Brak porozumienia budżetowego groźny też dla regionów starej UE

Polska Agencja Prasowa SA
opublikowano: 2005-07-08 16:07

Zgodnie z nowymi danymi statystycznymi, które zostaną opublikowane w styczniu 2006 roku, wiele regionów, zwłaszcza ze starych krajów UE, może stracić możliwość ubiegania się o fundusze strukturalne - ostrzegła w piątek komisarz ds. polityki regionalnej Danuta Huebner.

Zgodnie z nowymi danymi statystycznymi, które zostaną opublikowane w styczniu 2006 roku, wiele regionów, zwłaszcza ze starych krajów UE, może stracić możliwość ubiegania się o fundusze strukturalne - ostrzegła w piątek komisarz ds. polityki regionalnej Danuta Huebner.

    To kolejny argument, który przytacza polska komisarz, apelując do przywódców państw Unii o jak najszybsze porozumienie budżetowe na lata 2007-13, najlepiej jeszcze w tym roku, pod przewodnictwem Wielkiej Brytanii.

    Aby korzystać z funduszy strukturalnych, regiony muszą spełniać różne kryteria, w tym mieć odpowiednio niski poziom produktu krajowego brutto (PKB) w przeliczeniu na jednego mieszkańca.
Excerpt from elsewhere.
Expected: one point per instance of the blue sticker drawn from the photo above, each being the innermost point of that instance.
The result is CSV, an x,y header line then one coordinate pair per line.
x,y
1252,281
Moment zawarcia porozumienia budżetowego na kolejne siedem lat jest niesłychanie ważny, bo bierze się pod uwagę ostatnie dostępne dane.

    Zdaniem Huebner, która spotkała się w piątek z grupą dziennikarzy, styczniowe dane mogą "pogorszyć" sytuację wielu regionów, których PKB rośnie. Zagrożone utrata prawa do funduszy są przede wszystkim Malta i Słowenia (traktowane w całości jak pojedyncze regiony). Najprawdopodobniej ich PKB na jednego mieszkańca przekroczy 75 proc. średniej unijnej, co oznacza, że stracą prawo do najhojniejszej pomocy. Obecnie, według ostatnich dostępnych prognoz gospodarczych z wiosny 2005 roku, PKB Malty wynosi 74,75 proc. średniej unijnej, a Słowenii 74,4 proc.
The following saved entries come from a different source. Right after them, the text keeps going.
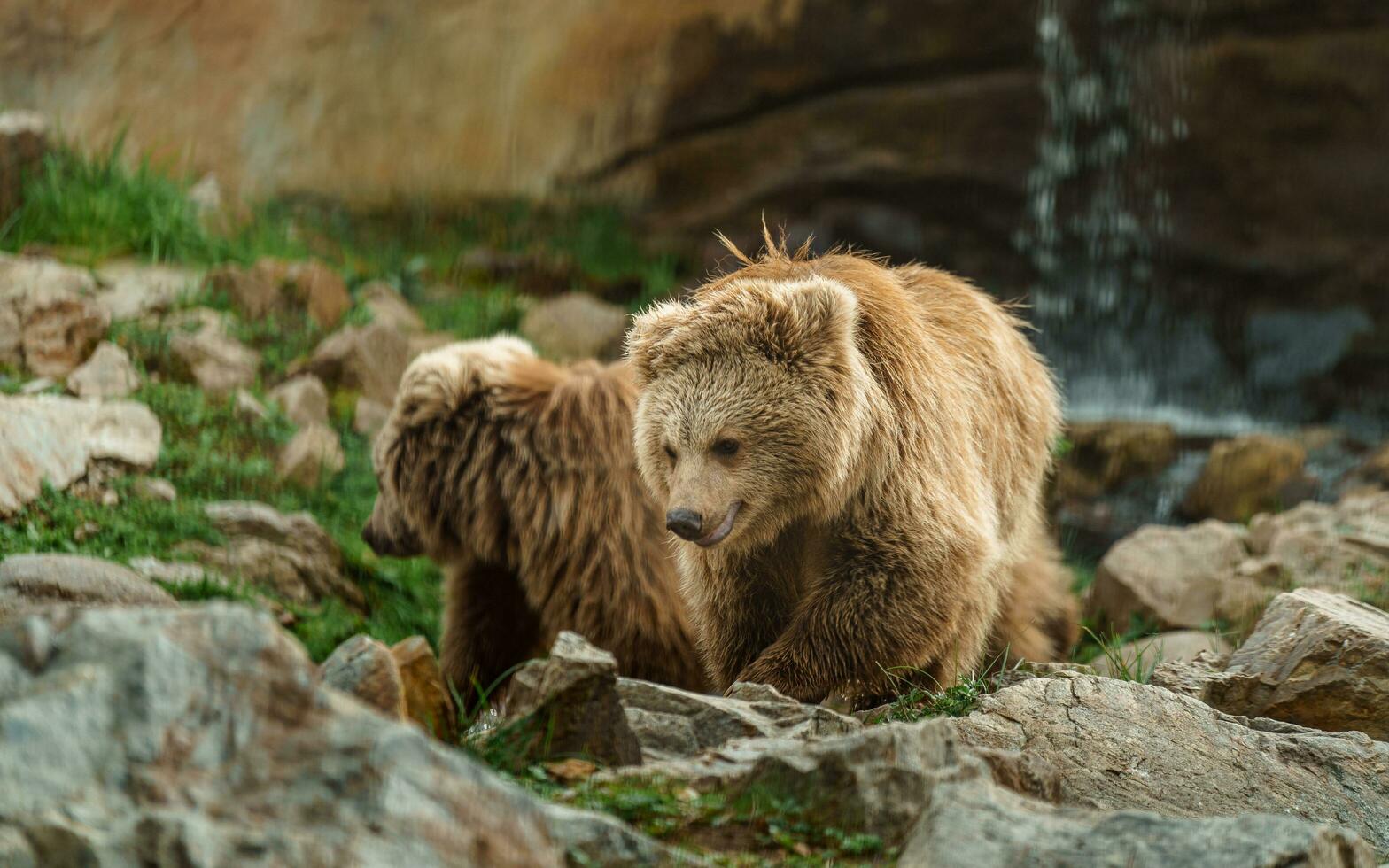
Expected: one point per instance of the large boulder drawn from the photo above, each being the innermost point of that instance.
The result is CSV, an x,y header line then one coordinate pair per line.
x,y
671,723
1245,477
1117,745
567,704
575,325
56,439
363,359
1317,660
205,736
48,315
1178,578
971,823
34,582
107,373
289,555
    Poza Maltą i Słowenią utratą funduszy zagrożonych jest też wiele biednych regionów zachodniej Europy - w Hiszpanii, Austrii, Niemczech, Grecji, a także jeden w Wielkiej Brytanii i regiony zamorskie, których PKB jest obecnie nieznacznie niższy niż 75 proc. średniej unijnej. Jeśli ich PKB przekroczy tę barierę, to otrzymają zdecydowanie mniej pomocy.

    Jedynym sposobem, by tak się nie stało, byłaby jednomyślna zgoda przywódców państw UE na "zamrożenie" statystyk do czasu porozumienia budżetowego - rozważa Huebner. Podkreśla jednak, że najlepszym rozwiązaniem jest zawarcie porozumienia budżetowego w tym roku. Tylko wówczas Komisja Europejska zdążyłaby przygotować podstawy prawne uruchomienia nowych programów pomocowych od początku 2007 roku. W przeciwnym razie grożą ogromne opóźnienia i niewykorzystanie całej dostępnej puli pieniędzy.

    Jak wielokrotnie powtarzali po fiasku czerwcowego szczytu w Brukseli politycy i eksperci, gdyby zabrakło porozumienia budżetowego na lata 2007-13, najwięcej straciłyby jednak nowe kraje UE, a zwłaszcza Polska. Dla nich bowiem przewidziano najhojniejszą pomoc, której celem jest wyrównywanie poziomu gospodarczego i poziomu życia w stosunku do starych krajów.